All this is to report the impact on the preacher’s outlook of 58 murders by gunshot and the uncounted killings recorded in our gospel reading this morning, the aggregate of which must surely be a disappointment to God.
But, then, I ask myself, “What have I for you?” I am the preacher after all. I am to provide you with nourishment for your life of faith. What of that? Well, ironically, let me offer you what we hear, you and I, at a funeral. That is to say, Bill Howes’ funeral yesterday has given us what I simply could not find otherwise through the week. Some light, some hope, some greater clarity about God’s disposition.
It is ironic to me that the Burial Rite in the Prayer Book makes preaching at a funeral optional. How can that be? Funerals and weddings are occasions when the public comes to church. When better to proclaim what we know to be true?
So it was yesterday. The public was here, and the necessary word was spoken. By the actions of God, death has lost the final word. Yes, we die but in that death, we do not lose God. God’s companionship continues until the end of all things.
It is certainly true that we have lost the companionship of Bill Howes, as we have lost the companionship of anyone who has died. We have lost their touch, the sound of their voice, their graces and their idiosyncrasies. That is true. But we dare not say they are lost as if lost to God. “I have lost my car keys!” “I have lost that phone number!” Bill Howes has not been misplaced or forgotten by God. Please, then, don’t say, “We have lost Bill Howes.” He is not lost. In the economy of God, Bill has his place, just as we have ours. Nothing is lost to God, disappointed or not.

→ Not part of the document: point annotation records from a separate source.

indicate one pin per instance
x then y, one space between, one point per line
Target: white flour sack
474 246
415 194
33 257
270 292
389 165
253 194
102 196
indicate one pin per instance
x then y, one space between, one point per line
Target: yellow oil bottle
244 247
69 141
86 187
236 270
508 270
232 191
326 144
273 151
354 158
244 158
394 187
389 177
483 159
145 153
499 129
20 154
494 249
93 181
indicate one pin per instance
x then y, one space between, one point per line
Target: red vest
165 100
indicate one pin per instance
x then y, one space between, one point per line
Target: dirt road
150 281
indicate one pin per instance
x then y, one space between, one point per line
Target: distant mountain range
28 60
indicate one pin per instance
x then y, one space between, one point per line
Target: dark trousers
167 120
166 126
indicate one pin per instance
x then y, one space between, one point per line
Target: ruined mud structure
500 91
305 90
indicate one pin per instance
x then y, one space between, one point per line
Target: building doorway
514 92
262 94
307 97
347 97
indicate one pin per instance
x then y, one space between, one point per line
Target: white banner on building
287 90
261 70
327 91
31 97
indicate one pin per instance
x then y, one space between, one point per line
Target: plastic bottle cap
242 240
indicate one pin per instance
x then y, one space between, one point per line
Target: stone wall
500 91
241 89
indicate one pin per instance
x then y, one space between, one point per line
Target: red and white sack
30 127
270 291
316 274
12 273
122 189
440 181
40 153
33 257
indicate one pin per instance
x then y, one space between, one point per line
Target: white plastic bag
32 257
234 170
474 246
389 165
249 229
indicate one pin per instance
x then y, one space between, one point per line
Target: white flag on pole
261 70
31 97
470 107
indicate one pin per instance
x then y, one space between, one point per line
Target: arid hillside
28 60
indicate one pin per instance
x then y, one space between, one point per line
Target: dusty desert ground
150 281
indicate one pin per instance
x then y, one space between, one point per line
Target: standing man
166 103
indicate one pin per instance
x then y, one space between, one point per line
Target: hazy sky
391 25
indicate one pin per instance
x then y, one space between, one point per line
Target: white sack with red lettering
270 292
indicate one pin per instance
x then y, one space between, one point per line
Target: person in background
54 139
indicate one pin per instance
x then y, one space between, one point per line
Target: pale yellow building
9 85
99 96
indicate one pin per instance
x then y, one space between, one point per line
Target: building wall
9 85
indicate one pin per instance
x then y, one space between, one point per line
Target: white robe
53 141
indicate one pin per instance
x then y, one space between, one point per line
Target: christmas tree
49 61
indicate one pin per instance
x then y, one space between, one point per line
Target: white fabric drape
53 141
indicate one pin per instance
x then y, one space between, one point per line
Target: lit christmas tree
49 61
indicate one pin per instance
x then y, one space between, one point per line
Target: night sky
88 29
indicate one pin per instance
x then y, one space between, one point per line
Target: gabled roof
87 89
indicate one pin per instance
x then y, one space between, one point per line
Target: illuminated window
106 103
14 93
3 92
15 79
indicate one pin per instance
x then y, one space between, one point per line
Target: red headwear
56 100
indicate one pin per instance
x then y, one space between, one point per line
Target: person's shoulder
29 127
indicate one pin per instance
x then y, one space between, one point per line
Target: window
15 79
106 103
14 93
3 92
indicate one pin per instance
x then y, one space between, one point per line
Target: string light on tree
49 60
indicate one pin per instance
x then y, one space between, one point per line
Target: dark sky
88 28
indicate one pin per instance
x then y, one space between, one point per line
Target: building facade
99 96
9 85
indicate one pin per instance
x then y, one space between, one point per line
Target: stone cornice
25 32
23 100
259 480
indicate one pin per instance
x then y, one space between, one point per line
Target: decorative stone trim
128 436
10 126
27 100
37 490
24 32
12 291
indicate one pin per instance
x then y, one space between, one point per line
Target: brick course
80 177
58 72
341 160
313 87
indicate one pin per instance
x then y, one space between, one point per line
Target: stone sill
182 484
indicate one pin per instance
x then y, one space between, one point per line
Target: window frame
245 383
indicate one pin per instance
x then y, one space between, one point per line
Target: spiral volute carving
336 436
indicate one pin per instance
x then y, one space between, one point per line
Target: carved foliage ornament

So, Dear Ones, here it is. Yesterday’s funeral gives us words for today, words that propose light over darkness, life over death, no matter what. The 58 lives taken in Las Vegas and those killed in our narrative this morning, they are dead but not lost to God. I am persuaded that God is greatly disappointed, even sorrowful, but I am equally persuaded that God’s disposition to save and to gather up is even more present, more powerful, more active.
I thank God for that, and trust that we all, living and dead, can rest in peace.